Reports: Watson plans to buy Actavis
NEW YORK — Generic drug maker Watson Pharmaceuticals is looking to acquire Actavis, according to published reports.
News media reported Wednesday that U.S.-based Watson was close to taking over Switzerland-based Actavis for $6.6 to $7.3 billion. Actavis, also a major manufacturer of generic drugs, was formerly based in Iceland and moved its headquarters to Switzerland last year.
The deal would likely go through this month or next month, according to the reports. According to news media, people familiar with the matter suggested the combination of the two companies would give Watson a bigger presence in Europe.
FDA approves Watson’s generic version of Boniva
PARSIPPANY, N.J. — The Food and Drug Administration has approved Watson’s generic version of a drug used to prevent and treat osteoporosis in post-menopausal women, the company said.
Watson announced the FDA’s approval of ibandronate tablets in the 150-mg strength, a generic version of Genentech’s Boniva. Watson plans to launch its version in second quarter 2012.
On Monday, the FDA approved generic ibandronate tablets in the same strength made by Mylan, Apotex and Orchid Healthcare. Boniva had sales of $510 million during the 12-month period ended in January, according to IMS Health.

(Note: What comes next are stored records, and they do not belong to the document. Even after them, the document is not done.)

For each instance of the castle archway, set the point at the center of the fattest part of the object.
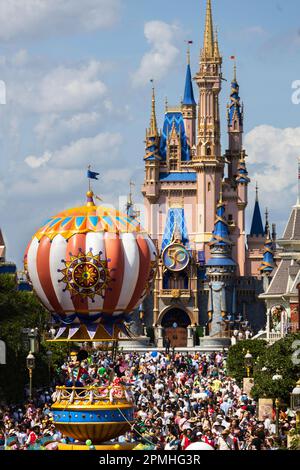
(175, 322)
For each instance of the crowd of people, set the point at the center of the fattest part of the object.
(180, 399)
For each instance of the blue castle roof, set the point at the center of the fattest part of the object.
(242, 173)
(235, 103)
(179, 176)
(175, 221)
(221, 244)
(267, 265)
(257, 228)
(177, 119)
(189, 98)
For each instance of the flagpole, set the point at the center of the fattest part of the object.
(89, 167)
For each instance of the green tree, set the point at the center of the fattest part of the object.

Watson said Roche, Genentech’s parent company, had filed suit against it with regard to the drug, alleging patent infringement.
FDA advisory committee votes in favor of GSK’s Votrient
PHILADELPHIA — A Food and Drug Administration expert panel delivered a favorable vote on a cancer drug made by GlaxoSmithKline.
GSK announced that the FDA Oncologic Drugs Advisory Committee voted 11-2 that clinical trial data indicated a favorable risk-benefit profile of the drug Votrient (pazopanib) in patients with advanced soft-tissue sarcoma who have received chemotherapy. The drug is already approved for treating the kidney cancer renal cell carcinoma.
"Treatment options for patients with advanced soft-tissue sarcoma are limited," GSK Oncology SVP Rafael Amado said. "We are therefore pleased that the committee took a favorable view of the clinical data for Votrient."
The FDA is not bound by advisory committee votes when deciding whether or not to approve a drug but usually follows them.